|Year of selection||2012|
Type of support
700 000 €
Steps towards regenerative medicine
The somatic cells that constitue all tissues of the human body are specialized cells that have acquired a proper identity (blood cells, neurons…) during the embryonic development. Despite this specialization, all our cells have the same genetic information in their nucleus. The differences between cells lie on the presence of kind of tags called « epigenetic marks» that can turn genes « on » (expression) or « off » (silence) in a way that is passed on during cell division. All cells of a tissue bear the same epigenetic pattern. It was admitted that differentiation was an irreversible process till the birth of Dolly in 1996, the first mammal to be cloned with a somatic cell and the living proof that differentiated somatic cells can revert back to an embryonic state.

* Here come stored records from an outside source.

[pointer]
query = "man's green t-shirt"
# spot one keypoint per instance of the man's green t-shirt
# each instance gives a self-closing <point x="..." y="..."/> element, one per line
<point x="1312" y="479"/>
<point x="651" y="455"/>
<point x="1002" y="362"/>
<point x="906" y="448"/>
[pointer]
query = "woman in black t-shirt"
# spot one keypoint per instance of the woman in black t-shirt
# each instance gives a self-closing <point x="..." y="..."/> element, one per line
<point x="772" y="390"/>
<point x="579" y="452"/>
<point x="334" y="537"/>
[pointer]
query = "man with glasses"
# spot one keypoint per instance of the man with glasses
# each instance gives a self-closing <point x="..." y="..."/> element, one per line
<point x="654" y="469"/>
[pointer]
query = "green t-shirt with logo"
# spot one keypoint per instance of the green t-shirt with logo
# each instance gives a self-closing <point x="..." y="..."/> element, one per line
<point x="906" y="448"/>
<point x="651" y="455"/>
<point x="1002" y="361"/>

Ten years later, Japanese scientists proved it was possible with a genetic cocktail to revert human somatic cells to cells that have properties of embryonic stem cells, the so-called « induced pluripotent stem (iPS) cells ». Pluripotent means that these cells have the potential to give rise to any cell of the body. This breakthrough has great clinical implications, since these cells can, in principle, be produced from the patient’s own cells thus avoiding cloning of embryonic stem cells and the risk of immune rejection. It opens the way to personalized regenerative medicine and disease modeling.
The reversal of adult cells to iPS cells goes through nuclear reprogramming, a very complex process that implies to erase or reset all the previous tags specific of each tissue. How is this achieved is largely unknown. Unraveling the age-related barriers to efficient reprogramming is the main objective of this AXA project structured into four independent subprojects led by Maria Blasco (Principal Investigator, CNIO), Manuel Serrano (CNIO , Madrid, Spain), Maria Pia Cosma (CRG, Barcelona, Spain) and Maria Carmo-Fonseca (MMI, Lisbon, Portugal).
The research concerns the role of several factors during nuclear reprogramming mainly, the length of telomeres (the ends of chromosomes), the gatekeeper genes whose mutations predispose to cancer, the original reprogramming cocktail of genes, the gene silencing pathways. All this knowledge should improve the regeneration of tissues from older individuals, thus creating novel opportunities for the prevention and treatment of aging-associated diseases.